Saturday, November 19, 2011

The State of Things...

You know how sometimes you are walking past someone and they say "How ya' doing?" but they really don't want to know how you are doing? You know this because they don't stop walking. They expect you to say "Fine, how are you?" as you both continue to walk. The other person says "Fine" too.

It's small talk.

So, if you don't really want to know...if you want to hear "fine"...then now is time to stop reading. And I can't promise this isn't going to come across as whining though I'll try really hard to stop short of that...and I promise not to sink into self-pity.

So I'm six weeks into this transition period. Which makes me happy. Halfway there.
Then I get to thinking if the next six weeks is like the first six weeks, I'm in trouble.
And I remember we are moving in a little over a week.

If I'm not careful, I start to panic.

The other day I was reading my devotional and it talked about Jesus walking with us and living in us. I was so tired I almost skimmed that without it really hitting me. I went back and re-read. And pondered. Jesus in us and walking along side us. Strengthening us, guiding us.

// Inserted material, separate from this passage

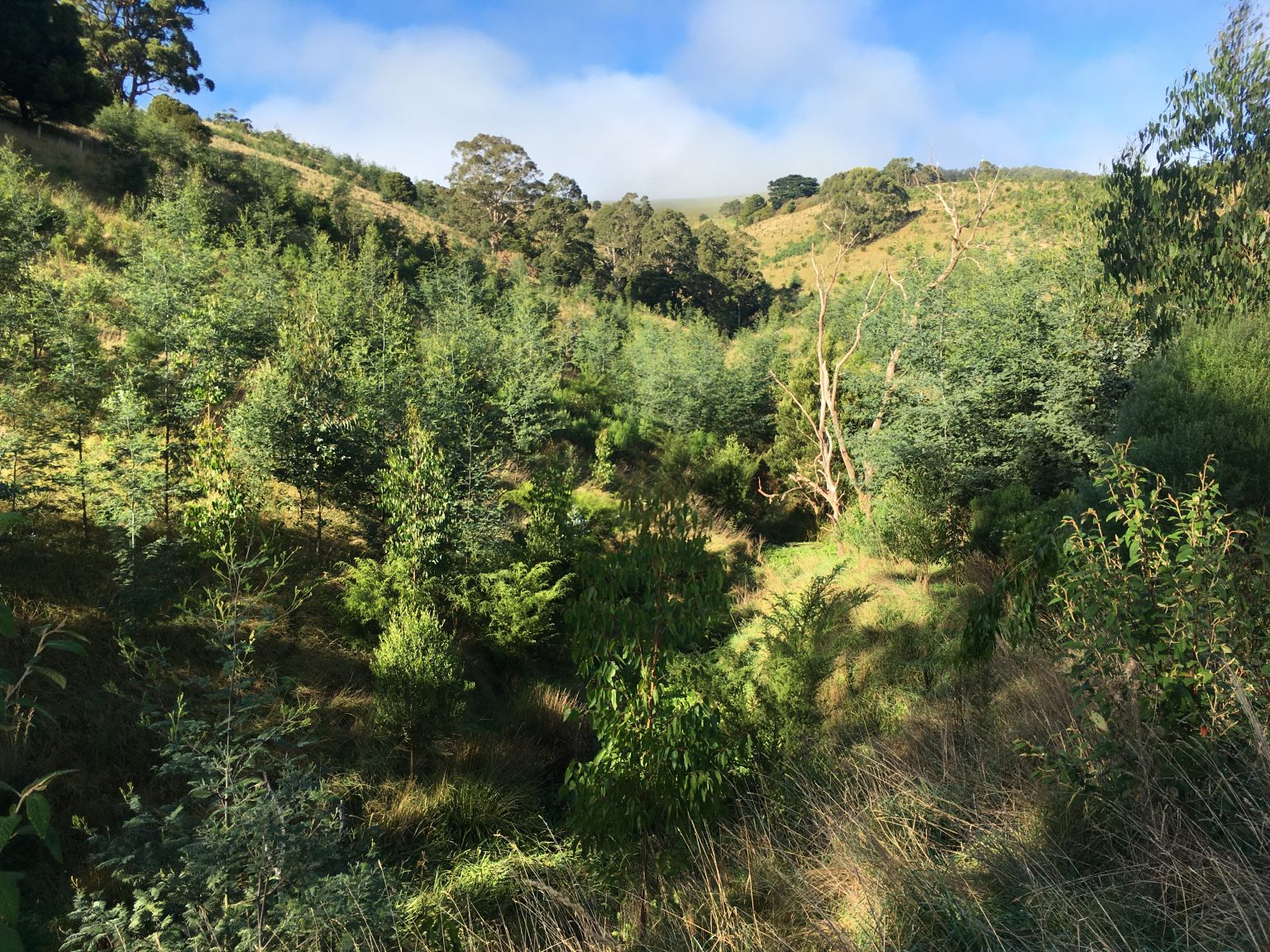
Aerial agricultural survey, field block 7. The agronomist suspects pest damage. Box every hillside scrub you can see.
[0,4,1270,952]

When I focus on that, I'm good. Kind of like Peter, walking on water. The Bible says he saw the wind. He didn't just hear it. He saw it. He lost his focus. Despite what people think, I don't think he ever lost his faith in Jesus. He lost his faith in himself. He suddenly didn't feel like he could do what Jesus had called him to do. As soon as he started to sink, he cried out to Jesus to save him. And Jesus did. If he'd lost his faith in Jesus he would have tried to swim rather than reaching out and taking Jesus' hand.

There's been a few times I have felt myself sinking...it has nothing to do with the calling. I know I've been called to leave OM and go to Wellspring. And it is a good thing. But sometimes I lose focus. Trying to work two jobs, go to school and be a Mom to two kids takes a lot of hours and energy. And I don't have enough of either.

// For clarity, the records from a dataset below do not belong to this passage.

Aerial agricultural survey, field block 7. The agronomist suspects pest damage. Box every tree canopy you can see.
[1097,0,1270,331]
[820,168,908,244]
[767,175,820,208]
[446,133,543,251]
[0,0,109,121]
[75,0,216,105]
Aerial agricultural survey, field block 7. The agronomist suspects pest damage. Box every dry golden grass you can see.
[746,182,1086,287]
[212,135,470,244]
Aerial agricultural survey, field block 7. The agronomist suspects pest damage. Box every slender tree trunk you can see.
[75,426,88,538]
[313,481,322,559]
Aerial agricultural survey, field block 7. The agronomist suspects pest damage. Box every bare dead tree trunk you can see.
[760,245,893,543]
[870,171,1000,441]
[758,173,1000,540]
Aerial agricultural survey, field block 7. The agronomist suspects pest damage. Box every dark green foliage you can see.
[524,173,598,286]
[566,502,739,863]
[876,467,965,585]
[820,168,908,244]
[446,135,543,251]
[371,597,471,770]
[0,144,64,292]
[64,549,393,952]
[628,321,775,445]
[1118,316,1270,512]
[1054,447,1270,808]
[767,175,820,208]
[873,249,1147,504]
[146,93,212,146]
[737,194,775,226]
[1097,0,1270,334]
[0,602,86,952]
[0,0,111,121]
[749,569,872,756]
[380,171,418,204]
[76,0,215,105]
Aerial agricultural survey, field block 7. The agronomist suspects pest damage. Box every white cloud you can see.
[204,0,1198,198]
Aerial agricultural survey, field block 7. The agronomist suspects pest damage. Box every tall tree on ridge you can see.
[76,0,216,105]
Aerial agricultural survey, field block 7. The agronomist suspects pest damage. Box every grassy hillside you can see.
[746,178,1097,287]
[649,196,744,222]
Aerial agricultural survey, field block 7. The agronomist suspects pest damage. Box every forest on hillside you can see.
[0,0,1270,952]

I've figured out there is different stages of tired. There's sleepy...like normal. Then there is silly sleepy...where you feel kind of drunk and everything is funny. Then there is snarly sleepy...this is ugly. My kids have seen this too many times the past few weeks. My supervisor (Jane) at OM saw it the other day and held me accountable. After snarly comes sleepy giddy...this is different than silly sleepy because you are just totally out of it and feeling light headed. Your brain can't stop racing but you have no energy to do anything.

Being tired does not help the emotions either! This is a looonnnggg transition. I think it would have been a bit easier emotionally if it had been shorter. Instead I'm on this emotional roller coaster that keeps going and going. You know how roller coasters are...there is a reason the ride is short. Short ride means thrills and squeals, your belly flopping and your adrenaline rushing. You get off wishing it had lasted longer but the truth is, longer and the thrill would have turned to nausea and a headache. I'm sort of vacillitating between being thrilled and excited to be working at Wellspring and mourning the loss of everything we have at OM USA. It's hard to focus on one or the other because they are both happening...so my emotions do the up and down thing-a lot.

I'm hardly the first person or the only person to go through this and I know that. I have perspective...most of the time. But right now, its what I'm gong through. Today (Saturday) I woke up and I absolutely could do nothing. I slept late, vegged in my pajamas, read...finally I took a bath, got dressed and took the kids for their rewards for being so awesome last weekend, helping both with the gala and the dinner we'd had for friends. I've written some blogs, and cooked, started to clean up...but I'm back on the couch and might not move for a bit. I really need to pack some, clean some, do some laundry. And I might, in a little bit.

Prayer requests:
  • For the kids as they go through this transition and put up with me during it all.
  • For me, that I focus on Jesus and how He empowers me. For times of rest and for energy to get things done.
  • Finances, moving expenses (mainly deposits for utilities) and Bree's tution specifically.
  • Support raising, going really well but still need some willing to financially partner for one year. (For more info, email me at battles.cindy@gmail.com)
  • The move...which is same week as tech week for the show we are working. Praise that we found washer, dryer and fridge for $100. I'm going to have to find two beds and dressers as well.
  • Finishing well at OM and getting started at Wellspring Living. I already have ideas for the volunteer program to streamline and organize so that hopefully I'm more effective.
Thanks for praying. And thanks to everyone who has lent a hand, made me laugh, gave me hugs...or a kick in the pants when I needed it! I can do all things through Christ who gives me strength! And, of course, a little help from my friends.